Dear ______,
I have written this letter more times than I would like to admit. At first, it started as hate mail—STRONG hate mail. (Sorry.) When you first broke up with me, I wrote pages of rage and pain, hoping I would feel better after, but I didn’t. Then a month later, I wrote another one after seeing you for the first time. Again, no part of me felt healed from it. Another letter followed when 'P' passed away. Except this time there was no hate, only sadness, because I didn’t have your hand to hold. I missed you in that letter. Then a few months later, the animosity came back when I thought you had a new girlfriend. Between these specific moments, I wrote short pieces about what I missed the most, why I was still mad, how I hoped you would feel the same heartbreak one day. All of the things I thought would make me feel better, I wrote down. Now, over a year later, I found what actually helped me heal: time. The cliché I never wanted to listen to ended up being the truth. So now, I sit down to write you what I hope to be the last letter I need to write. I assure you this time, it won’t be angry hate mail or pathetic “miss me like I miss you” mail. Instead, this is a letter of thanks, apology, promise, and hope.
THANKS
Thank you for giving me a love that hurt so much at the end. Saying goodbye to you, us, and the relationship we had created broke my heart in ways I didn’t think was possible. At first, I was angry at you for this. But over time, I have realized that it hurt as bad as it did because of how passionate and strong our love had grown to be. And for that, I thank you with all that I am. Thank you for giving meaning to all those love songs, romantic comedies, and heartfelt quotes. During our entire relationship, I never doubted your feelings for me. Your gaze never wavered. And I say that with full honesty. I didn’t wonder if you were going to be unfaithful; I knew I was the only girl in your life. Thank you for being somebody that I could fully trust and for being the type of guy who thought I was enough.

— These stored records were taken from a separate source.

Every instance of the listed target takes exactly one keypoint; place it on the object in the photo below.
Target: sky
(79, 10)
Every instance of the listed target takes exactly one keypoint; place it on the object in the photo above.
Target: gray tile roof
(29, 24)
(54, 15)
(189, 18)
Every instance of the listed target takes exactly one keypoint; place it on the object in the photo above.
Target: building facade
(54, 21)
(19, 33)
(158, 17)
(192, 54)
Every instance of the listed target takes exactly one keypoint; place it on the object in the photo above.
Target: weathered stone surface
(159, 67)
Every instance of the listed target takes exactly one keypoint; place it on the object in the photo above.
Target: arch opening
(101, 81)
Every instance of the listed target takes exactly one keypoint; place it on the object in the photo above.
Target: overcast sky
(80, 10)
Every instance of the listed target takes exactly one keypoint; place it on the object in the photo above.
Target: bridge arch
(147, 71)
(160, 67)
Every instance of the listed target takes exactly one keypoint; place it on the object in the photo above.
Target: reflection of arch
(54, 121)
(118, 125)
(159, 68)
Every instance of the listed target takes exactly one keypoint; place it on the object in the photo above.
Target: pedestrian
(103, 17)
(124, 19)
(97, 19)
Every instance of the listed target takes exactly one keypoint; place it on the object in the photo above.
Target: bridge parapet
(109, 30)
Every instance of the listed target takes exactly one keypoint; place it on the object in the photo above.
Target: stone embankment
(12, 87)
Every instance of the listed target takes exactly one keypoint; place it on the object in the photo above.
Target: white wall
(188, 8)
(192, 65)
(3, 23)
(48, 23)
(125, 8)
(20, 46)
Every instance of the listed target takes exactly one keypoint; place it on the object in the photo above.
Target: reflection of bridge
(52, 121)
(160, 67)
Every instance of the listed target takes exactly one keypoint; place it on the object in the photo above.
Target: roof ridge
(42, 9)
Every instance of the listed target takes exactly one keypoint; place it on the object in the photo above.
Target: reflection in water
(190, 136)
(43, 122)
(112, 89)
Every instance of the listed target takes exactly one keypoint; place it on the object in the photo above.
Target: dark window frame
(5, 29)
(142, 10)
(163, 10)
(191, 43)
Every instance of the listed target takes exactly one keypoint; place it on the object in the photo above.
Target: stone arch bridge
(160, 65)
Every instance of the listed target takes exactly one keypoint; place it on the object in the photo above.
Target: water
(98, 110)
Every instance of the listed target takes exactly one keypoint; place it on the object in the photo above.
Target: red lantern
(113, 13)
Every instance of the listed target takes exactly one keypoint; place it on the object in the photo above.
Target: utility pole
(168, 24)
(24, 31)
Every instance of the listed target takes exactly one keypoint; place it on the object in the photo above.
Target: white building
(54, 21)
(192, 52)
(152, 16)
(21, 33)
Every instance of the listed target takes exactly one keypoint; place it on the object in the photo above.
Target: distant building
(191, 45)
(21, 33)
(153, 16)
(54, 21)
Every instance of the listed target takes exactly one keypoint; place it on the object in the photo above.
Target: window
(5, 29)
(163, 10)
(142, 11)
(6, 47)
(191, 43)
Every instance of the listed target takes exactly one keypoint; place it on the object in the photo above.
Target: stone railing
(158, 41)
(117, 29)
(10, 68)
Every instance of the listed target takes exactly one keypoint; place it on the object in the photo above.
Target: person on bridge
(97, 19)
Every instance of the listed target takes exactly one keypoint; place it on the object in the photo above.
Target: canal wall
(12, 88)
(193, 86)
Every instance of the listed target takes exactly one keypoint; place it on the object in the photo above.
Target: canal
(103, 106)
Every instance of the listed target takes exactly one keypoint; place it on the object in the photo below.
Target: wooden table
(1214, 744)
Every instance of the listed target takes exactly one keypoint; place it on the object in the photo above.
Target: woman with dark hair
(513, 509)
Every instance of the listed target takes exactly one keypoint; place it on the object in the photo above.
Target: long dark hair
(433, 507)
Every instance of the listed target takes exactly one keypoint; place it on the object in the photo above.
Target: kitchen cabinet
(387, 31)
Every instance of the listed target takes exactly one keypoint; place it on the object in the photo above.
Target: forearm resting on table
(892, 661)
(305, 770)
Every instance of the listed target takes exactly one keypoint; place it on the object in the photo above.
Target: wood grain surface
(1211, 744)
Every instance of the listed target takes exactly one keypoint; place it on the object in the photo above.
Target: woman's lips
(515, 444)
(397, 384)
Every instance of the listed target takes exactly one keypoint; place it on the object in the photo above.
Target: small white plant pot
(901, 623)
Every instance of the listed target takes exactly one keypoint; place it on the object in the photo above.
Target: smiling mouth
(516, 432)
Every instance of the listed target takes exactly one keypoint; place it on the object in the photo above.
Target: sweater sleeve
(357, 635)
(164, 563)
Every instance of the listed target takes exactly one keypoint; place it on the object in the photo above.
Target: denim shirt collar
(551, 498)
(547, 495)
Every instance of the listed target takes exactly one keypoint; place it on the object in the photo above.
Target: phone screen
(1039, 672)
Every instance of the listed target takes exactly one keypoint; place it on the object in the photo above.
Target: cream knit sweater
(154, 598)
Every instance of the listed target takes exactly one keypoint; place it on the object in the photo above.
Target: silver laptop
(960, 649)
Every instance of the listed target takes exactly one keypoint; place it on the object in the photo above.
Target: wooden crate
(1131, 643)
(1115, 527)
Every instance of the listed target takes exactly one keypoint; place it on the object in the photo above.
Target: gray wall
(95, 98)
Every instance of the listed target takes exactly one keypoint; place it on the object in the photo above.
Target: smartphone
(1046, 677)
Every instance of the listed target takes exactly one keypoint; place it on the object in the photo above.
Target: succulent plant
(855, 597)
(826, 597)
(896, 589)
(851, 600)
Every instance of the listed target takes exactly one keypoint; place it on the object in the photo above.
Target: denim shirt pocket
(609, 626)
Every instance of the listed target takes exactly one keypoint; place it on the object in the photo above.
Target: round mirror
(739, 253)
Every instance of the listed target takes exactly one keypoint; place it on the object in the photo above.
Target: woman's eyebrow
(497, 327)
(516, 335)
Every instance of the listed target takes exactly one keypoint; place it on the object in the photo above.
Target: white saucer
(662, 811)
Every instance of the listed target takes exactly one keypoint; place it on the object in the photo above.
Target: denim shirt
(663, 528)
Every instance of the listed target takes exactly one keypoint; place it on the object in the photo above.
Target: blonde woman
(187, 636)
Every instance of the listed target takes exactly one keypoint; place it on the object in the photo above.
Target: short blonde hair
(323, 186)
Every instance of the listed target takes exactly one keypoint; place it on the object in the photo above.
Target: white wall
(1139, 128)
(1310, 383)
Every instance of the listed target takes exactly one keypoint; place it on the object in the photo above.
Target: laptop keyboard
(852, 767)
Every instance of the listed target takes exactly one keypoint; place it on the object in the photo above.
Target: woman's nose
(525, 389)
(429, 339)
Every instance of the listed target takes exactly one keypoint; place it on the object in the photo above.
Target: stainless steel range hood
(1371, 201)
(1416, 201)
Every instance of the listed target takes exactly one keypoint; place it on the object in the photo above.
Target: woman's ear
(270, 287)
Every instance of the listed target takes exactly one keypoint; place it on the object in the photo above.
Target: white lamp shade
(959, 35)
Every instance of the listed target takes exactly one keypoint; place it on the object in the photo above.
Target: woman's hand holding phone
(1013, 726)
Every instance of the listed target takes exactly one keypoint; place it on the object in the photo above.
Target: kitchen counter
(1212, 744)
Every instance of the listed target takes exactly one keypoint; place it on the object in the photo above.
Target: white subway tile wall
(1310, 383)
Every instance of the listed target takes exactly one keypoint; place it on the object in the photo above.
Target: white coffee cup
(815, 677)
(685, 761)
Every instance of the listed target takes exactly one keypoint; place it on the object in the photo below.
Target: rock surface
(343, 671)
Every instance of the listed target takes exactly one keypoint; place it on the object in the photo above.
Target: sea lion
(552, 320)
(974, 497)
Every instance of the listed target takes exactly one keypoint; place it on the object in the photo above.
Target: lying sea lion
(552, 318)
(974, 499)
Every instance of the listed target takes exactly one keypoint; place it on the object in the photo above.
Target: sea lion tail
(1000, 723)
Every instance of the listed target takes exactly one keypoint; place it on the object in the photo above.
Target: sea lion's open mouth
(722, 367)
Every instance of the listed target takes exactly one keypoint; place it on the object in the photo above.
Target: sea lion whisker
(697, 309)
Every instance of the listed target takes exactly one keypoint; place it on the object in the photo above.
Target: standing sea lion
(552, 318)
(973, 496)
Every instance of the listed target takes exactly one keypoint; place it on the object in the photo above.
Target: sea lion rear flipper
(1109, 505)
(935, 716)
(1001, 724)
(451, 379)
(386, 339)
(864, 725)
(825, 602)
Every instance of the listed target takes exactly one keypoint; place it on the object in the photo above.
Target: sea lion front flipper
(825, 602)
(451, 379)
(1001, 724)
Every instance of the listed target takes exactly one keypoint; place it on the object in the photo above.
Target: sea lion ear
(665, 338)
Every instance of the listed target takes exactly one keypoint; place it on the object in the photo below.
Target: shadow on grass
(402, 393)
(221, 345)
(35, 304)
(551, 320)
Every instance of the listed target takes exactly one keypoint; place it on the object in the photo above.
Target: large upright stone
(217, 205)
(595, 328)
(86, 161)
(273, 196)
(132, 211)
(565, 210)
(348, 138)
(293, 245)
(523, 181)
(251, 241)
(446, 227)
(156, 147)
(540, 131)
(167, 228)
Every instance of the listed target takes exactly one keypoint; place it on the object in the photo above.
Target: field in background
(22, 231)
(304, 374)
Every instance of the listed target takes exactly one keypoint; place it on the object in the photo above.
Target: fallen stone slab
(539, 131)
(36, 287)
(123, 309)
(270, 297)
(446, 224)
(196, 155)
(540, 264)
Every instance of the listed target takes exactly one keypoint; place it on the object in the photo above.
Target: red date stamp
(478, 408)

Which leads me into the next thank you in order: thank you for teaching me that I was enough for myself. Before we dated, I doubted who I was, how I looked, and what I was doing almost daily. My self-confidence just did not exist. But you showed me how to love myself. By seeing myself through your eyes, I was able to start loving my dark eyes and curved sides. With your help, I heard my laugh differently and felt better about my thighs when I walked. And I don’t think you ever realized that you did it. Your genuine compliments and support showed me my own self-worth. Now in times of doubt, I remember the way you loved me, and it still helps. So, thank you.